But "Smells Like Teen Spirit" is still probably a better candidate than any of those songs. It has a physical force that none of them can match. "Teen Spirit" rocks like The Who's "My Generation," or Alice Cooper's "Schools Out," or The Sex Pistols' "God Save the Queen," or whatever your example of a song that rocks is. It's simply one of the great kick-down-the-door, we-are-HERE-motherfucker! album openers ever recorded.
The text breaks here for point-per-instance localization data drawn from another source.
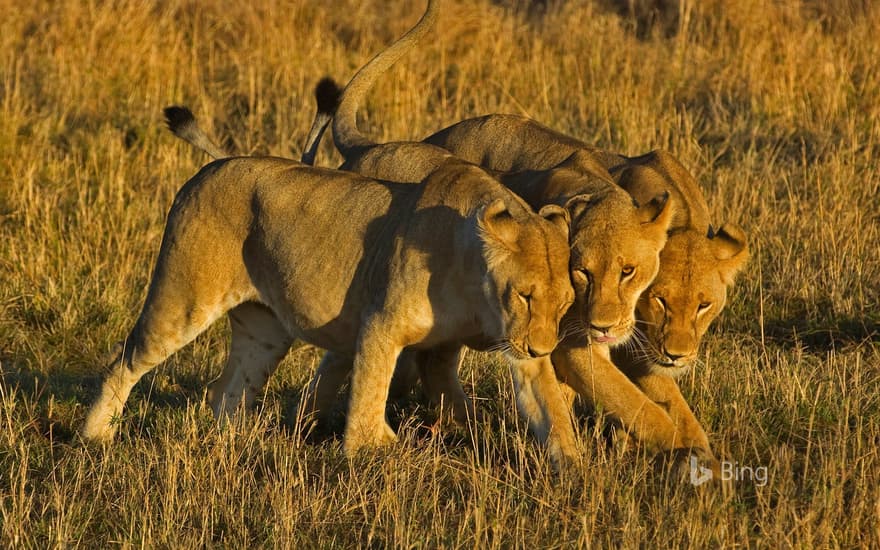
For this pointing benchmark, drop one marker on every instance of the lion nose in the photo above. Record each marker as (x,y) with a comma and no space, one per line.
(537,351)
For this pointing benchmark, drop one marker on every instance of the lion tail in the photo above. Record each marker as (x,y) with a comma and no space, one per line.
(346,135)
(327,94)
(183,124)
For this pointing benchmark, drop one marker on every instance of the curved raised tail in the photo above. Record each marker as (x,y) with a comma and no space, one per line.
(346,135)
(327,94)
(182,124)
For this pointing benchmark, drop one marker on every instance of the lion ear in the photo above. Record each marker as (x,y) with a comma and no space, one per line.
(576,206)
(656,212)
(731,249)
(558,216)
(497,222)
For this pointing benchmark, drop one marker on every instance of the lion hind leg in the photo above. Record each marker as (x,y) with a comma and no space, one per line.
(324,386)
(259,343)
(438,371)
(170,319)
(374,362)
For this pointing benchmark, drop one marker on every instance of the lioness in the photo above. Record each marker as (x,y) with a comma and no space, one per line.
(615,246)
(615,242)
(697,265)
(449,261)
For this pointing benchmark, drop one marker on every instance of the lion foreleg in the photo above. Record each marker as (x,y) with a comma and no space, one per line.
(591,373)
(438,370)
(375,358)
(541,400)
(665,391)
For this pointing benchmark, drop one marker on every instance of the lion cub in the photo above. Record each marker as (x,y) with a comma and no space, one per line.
(444,262)
(615,245)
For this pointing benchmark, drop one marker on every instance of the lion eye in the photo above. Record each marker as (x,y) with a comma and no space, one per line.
(583,275)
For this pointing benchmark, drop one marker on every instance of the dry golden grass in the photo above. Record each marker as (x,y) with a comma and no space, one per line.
(775,107)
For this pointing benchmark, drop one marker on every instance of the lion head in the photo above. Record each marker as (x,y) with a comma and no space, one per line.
(689,292)
(526,279)
(615,248)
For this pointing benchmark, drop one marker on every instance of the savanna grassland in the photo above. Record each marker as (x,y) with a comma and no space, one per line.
(773,106)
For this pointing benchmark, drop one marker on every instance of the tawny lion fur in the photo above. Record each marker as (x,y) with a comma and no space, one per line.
(615,243)
(356,266)
(615,251)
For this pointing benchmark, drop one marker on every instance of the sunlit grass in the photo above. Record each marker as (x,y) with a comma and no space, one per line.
(775,108)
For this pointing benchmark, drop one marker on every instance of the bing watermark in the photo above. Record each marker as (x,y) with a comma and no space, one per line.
(730,471)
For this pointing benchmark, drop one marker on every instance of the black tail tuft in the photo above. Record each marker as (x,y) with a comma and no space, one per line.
(178,116)
(327,94)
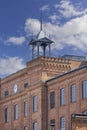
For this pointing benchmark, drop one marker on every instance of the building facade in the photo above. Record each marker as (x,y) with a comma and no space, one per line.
(49,94)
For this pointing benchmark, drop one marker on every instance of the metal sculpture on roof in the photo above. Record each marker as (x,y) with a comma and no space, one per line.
(41,41)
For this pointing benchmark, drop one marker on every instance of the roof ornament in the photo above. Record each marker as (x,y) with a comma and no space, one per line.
(40,43)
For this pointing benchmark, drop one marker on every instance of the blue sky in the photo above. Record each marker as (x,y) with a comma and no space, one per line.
(65,21)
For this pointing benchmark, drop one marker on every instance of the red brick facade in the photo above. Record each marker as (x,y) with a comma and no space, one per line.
(39,75)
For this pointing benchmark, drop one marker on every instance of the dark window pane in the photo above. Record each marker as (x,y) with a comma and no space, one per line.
(25,85)
(35,126)
(62,96)
(52,124)
(16,112)
(73,93)
(84,89)
(6,93)
(6,114)
(25,108)
(52,99)
(62,123)
(35,104)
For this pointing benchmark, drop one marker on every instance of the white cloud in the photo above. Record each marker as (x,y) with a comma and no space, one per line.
(67,9)
(16,40)
(45,8)
(54,18)
(9,65)
(32,26)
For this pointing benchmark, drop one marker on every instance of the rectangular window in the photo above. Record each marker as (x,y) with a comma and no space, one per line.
(62,123)
(25,128)
(52,99)
(73,93)
(52,124)
(35,126)
(16,112)
(25,85)
(6,93)
(62,96)
(84,89)
(35,104)
(6,114)
(25,108)
(84,112)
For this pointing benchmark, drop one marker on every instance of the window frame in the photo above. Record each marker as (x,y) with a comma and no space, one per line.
(62,96)
(25,108)
(84,89)
(16,112)
(35,103)
(62,123)
(52,99)
(73,93)
(6,115)
(35,126)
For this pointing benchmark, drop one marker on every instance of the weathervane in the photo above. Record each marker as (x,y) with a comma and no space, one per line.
(40,42)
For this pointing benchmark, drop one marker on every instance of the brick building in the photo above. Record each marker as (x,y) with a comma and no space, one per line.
(49,93)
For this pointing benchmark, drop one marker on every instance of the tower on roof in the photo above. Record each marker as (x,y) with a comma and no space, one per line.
(40,42)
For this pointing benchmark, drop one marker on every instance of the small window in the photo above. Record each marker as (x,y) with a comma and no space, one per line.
(6,93)
(84,112)
(52,99)
(16,112)
(84,89)
(35,104)
(35,126)
(62,123)
(25,128)
(73,93)
(25,108)
(6,114)
(62,96)
(52,124)
(25,85)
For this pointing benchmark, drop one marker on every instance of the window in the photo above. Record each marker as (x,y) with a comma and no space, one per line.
(52,124)
(6,114)
(25,128)
(62,96)
(35,126)
(25,108)
(6,93)
(84,112)
(35,104)
(15,112)
(73,93)
(84,89)
(52,99)
(62,123)
(25,85)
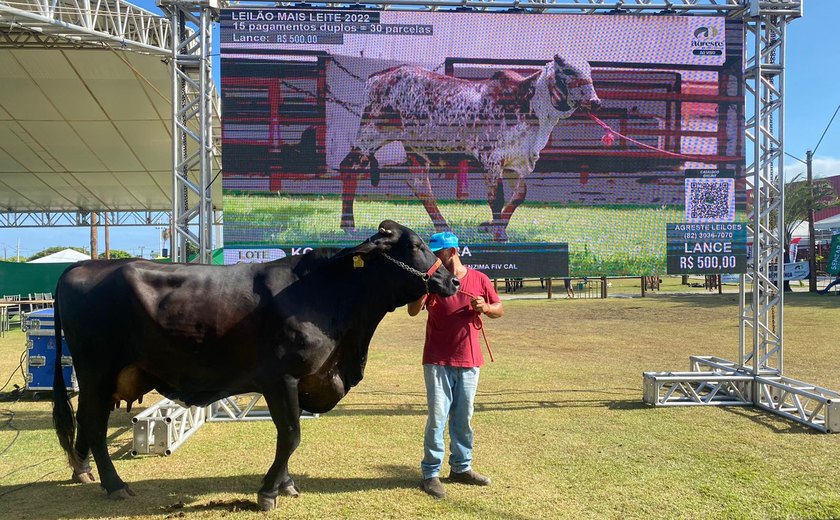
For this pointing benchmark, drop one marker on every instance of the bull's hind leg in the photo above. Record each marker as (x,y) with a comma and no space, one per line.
(285,412)
(418,181)
(519,189)
(82,473)
(496,199)
(94,410)
(350,170)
It's strange, when I think back to hearing the song on WUOG in those first weeks of late September-early October 1991, it almost seems like two different songs. It sounded so raw and powerful, so unlike the tired, heard-a-million-times classic rock track I hear now (as I said earlier, I strongly associated it at the time with "Jesus Built My Hotrod"). Then it slowly started playing on the rock and pop stations, which actually didn't surprise me. I figured it was a fluke, but "Teen Spirit" is such a commercial song, how could it not be a hit? For comparison, a few years earlier Living Colour had a huge hit with "Cult of Personality," which, whatever else you think about it, is a much more unconventional song than "Teen Spirit." In fact, earlier in 1991, Nine Inch Nails were getting plenty of airplay with "Head Like a Hole," also much more sonically radical than "Teen Spirit." (The Red Hot Chili Peppers, at almost the exact moment as Nirvana, had a significant his with "Give it Away" and a huge smash with "Under the Bridge," but since the latter is a soaring ballad influenced by Jimi Hendrix, Stevie Wonder and maybe Elton John, we don't count it.) The moment when I realized something was up--and I remember this very clearly--was when I was driving out of town, listening to the radio--not one of the college stations, not even 96 Rock, but Power 99, the top 40 station (which, in a few years, would transform into 99X, the "alternative rock" powerhouse)--and I heard "Lithium," a song with a chorus that's basically just Cobain screaming. And I said to myself, "what the fuck?"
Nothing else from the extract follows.